I have put this all together in the last week: I wouldn’t be able to handle teaching and science is too boring for my fast-paced style of life. After a lifetime (16 years) of knowing exactly what my life was going to look like, I have thrown my plans out the window because that is simply not what I want to do. But more importantly that is not what I feel is right for me.
In the reading, Jesus is talking to his apostles about anxiety. How God takes care of the birds and the grass while they are of this earth, so we should not worry because we are not of this earth. This is a hard idea to hold on to as humans. We are constantly looking for problems, how to fix them, how to get rid of them. We are all worried about something whether it be the championship game, the bake sale you were told about last week but forgot until the morning of, or the test that could change your life as you know it. All the events in our life cause us stress in some small or large way, it’s how we, as humans, react.

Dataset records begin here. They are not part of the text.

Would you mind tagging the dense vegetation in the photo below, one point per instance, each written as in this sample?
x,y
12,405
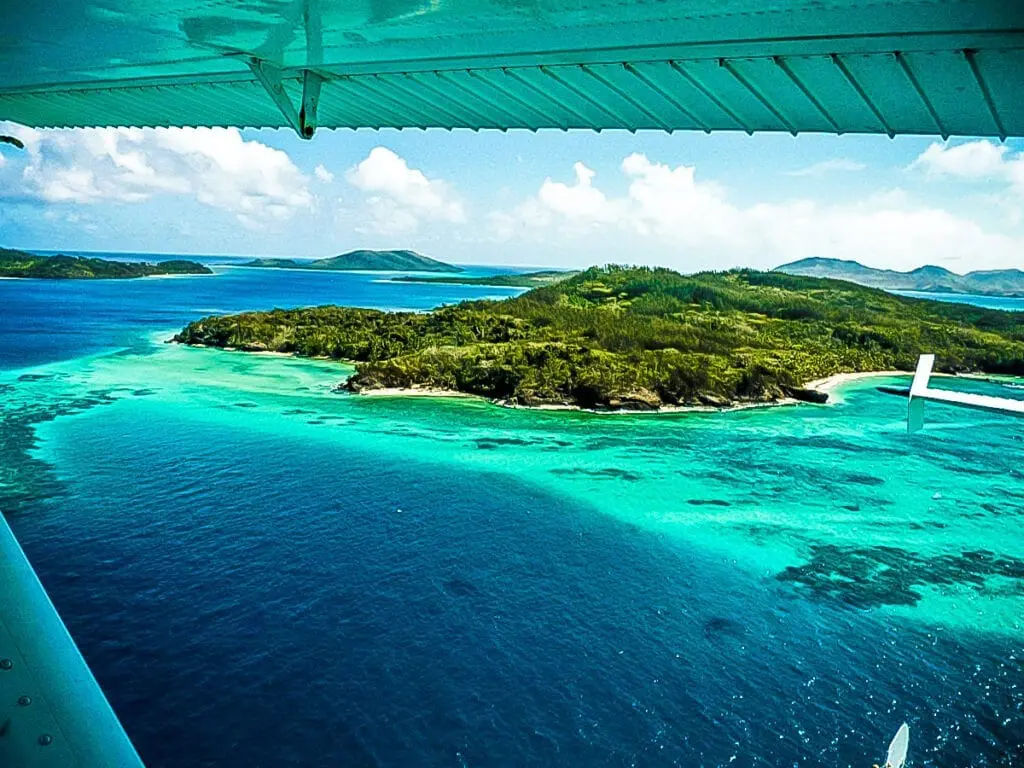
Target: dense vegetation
x,y
364,260
927,279
22,264
617,337
508,280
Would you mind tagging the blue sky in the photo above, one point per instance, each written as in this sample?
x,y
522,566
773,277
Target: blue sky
x,y
687,201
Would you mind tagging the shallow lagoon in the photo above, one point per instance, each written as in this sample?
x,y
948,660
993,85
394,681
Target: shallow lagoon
x,y
262,571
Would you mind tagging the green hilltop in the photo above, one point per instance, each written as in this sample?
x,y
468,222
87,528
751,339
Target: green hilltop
x,y
927,279
20,264
639,338
364,261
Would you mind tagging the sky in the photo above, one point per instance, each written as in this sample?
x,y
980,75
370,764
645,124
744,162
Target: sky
x,y
687,201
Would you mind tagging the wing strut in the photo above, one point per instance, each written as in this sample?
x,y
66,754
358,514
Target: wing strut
x,y
302,122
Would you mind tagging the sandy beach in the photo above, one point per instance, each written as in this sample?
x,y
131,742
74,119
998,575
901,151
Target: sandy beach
x,y
829,383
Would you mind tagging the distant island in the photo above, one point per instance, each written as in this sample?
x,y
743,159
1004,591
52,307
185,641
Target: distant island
x,y
506,280
637,338
20,264
926,279
383,261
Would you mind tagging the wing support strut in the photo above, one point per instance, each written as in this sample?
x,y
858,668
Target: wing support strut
x,y
302,122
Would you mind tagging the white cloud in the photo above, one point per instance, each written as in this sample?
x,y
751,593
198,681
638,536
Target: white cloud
x,y
216,166
981,162
692,224
975,160
402,198
840,165
323,174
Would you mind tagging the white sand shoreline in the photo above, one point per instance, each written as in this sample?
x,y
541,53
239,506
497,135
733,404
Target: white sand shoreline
x,y
830,383
827,385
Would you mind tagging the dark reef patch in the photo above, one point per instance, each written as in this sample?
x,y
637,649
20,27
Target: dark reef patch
x,y
610,472
867,578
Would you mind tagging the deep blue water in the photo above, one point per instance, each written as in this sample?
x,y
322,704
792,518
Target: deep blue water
x,y
46,321
271,579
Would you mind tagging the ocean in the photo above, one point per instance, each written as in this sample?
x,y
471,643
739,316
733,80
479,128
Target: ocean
x,y
263,571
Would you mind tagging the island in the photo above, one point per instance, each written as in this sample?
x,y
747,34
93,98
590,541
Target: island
x,y
22,264
929,279
380,261
637,338
504,280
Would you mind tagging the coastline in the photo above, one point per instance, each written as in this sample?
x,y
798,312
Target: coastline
x,y
827,385
830,383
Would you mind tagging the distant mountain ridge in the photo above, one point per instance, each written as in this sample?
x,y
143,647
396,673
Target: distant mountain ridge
x,y
14,263
364,260
928,279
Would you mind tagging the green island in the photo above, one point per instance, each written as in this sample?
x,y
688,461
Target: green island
x,y
20,264
506,280
380,261
638,338
928,279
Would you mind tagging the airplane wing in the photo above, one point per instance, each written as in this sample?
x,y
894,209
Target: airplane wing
x,y
894,67
52,713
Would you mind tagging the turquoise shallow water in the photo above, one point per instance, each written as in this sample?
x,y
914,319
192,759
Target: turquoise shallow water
x,y
262,571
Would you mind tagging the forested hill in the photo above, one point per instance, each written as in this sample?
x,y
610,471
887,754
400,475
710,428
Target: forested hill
x,y
616,337
926,279
365,261
20,264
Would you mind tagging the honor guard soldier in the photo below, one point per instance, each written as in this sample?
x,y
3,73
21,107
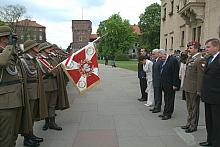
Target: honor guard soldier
x,y
192,84
50,82
34,88
11,99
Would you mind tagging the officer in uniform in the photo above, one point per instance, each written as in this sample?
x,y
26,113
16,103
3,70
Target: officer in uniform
x,y
34,88
11,98
50,82
195,66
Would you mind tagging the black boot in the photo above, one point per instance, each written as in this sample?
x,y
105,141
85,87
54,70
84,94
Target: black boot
x,y
29,142
37,139
46,125
53,125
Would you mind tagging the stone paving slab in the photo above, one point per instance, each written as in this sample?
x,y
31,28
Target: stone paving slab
x,y
109,115
96,138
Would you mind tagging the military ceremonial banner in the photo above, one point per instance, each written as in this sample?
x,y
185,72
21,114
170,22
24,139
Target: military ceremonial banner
x,y
82,68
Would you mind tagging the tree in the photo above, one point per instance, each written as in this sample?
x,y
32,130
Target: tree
x,y
150,27
11,14
119,36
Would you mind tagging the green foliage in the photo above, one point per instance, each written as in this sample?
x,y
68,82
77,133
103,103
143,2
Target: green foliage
x,y
118,36
150,27
11,14
121,57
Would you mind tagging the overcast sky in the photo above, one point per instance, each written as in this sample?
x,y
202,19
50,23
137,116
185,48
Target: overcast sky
x,y
56,15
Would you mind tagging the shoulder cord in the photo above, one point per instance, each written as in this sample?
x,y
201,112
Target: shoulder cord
x,y
41,67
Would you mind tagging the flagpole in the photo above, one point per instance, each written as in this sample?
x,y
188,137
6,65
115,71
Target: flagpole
x,y
56,66
91,42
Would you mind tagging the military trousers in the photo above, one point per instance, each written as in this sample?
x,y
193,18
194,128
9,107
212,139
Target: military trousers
x,y
9,126
192,103
51,97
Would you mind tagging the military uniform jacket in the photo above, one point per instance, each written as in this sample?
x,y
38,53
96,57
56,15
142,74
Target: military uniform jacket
x,y
62,101
35,87
11,95
195,66
50,81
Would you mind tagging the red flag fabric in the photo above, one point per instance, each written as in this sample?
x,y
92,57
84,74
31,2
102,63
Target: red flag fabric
x,y
82,68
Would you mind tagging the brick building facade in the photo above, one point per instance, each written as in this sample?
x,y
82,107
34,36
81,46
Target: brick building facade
x,y
27,29
81,31
186,20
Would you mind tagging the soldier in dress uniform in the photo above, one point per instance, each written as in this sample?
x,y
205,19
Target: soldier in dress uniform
x,y
195,66
11,98
34,88
50,82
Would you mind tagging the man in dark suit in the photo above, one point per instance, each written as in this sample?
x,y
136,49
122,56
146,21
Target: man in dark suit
x,y
156,81
211,92
170,82
142,75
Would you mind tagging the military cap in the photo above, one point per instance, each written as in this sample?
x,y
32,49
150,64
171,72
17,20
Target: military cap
x,y
55,46
29,44
196,44
5,31
44,45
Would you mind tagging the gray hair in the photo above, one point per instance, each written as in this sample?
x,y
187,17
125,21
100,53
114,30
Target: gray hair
x,y
162,52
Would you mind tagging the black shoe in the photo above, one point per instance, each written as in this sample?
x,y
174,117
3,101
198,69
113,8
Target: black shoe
x,y
30,142
205,144
152,109
46,125
155,111
53,125
141,100
185,127
190,130
38,139
166,117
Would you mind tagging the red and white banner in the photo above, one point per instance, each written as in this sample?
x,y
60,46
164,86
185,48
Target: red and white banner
x,y
82,68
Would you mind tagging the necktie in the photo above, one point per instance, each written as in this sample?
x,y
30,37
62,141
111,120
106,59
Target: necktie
x,y
210,59
162,65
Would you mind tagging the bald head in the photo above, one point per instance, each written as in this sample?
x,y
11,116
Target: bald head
x,y
155,54
162,54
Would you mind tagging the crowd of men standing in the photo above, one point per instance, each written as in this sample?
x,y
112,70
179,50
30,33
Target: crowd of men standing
x,y
29,90
196,72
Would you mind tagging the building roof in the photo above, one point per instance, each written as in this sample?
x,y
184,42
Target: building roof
x,y
136,29
93,36
30,23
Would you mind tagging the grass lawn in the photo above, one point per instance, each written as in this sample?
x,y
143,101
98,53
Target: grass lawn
x,y
131,65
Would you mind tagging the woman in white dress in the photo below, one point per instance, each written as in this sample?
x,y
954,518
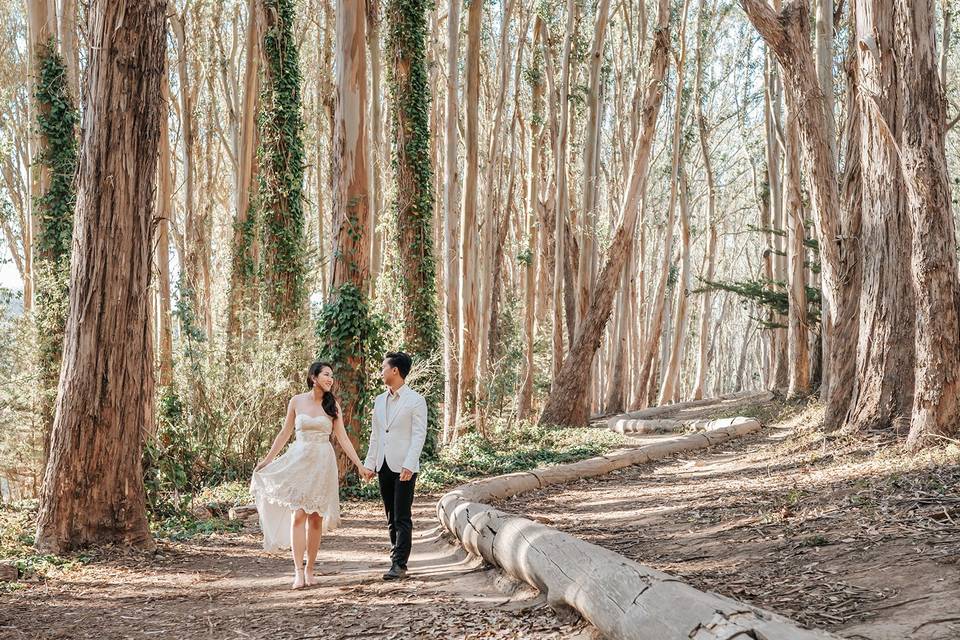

Like everything, the way you handle these situations is important. Thanks to our great and almighty Creator, you can give these troubles to God. God will take care of you and the situation you are battling with. It might not be the way you envisioned or the easy way, but it will be God's way, God's plan. Even if you can’t see the good from the situation, I promise, it’s there. No matter what is happening in your life, you don’t need to dwell on your worries. You don’t need to raise your anxiety levels. God is there for you, clothing you, feeding you, giving you a purpose.
This week I have taken every career quiz that’s on the first page of google search. I have stressed and researched and prayed for direction. What I realized as I opened my Bible this morning for my devotion and read Matthew 6:25-34, is that what I do for a living, major in in college, or even do tomorrow doesn’t matter. All that I need to know is that God is there for me, God is leading me in the direction I need to go to bring glory to the kingdom. God will worry about my future for me and guide me down the straight path if I am willing to follow Jesus’ light and be a mirror (John 12:36). That’s good enough for me.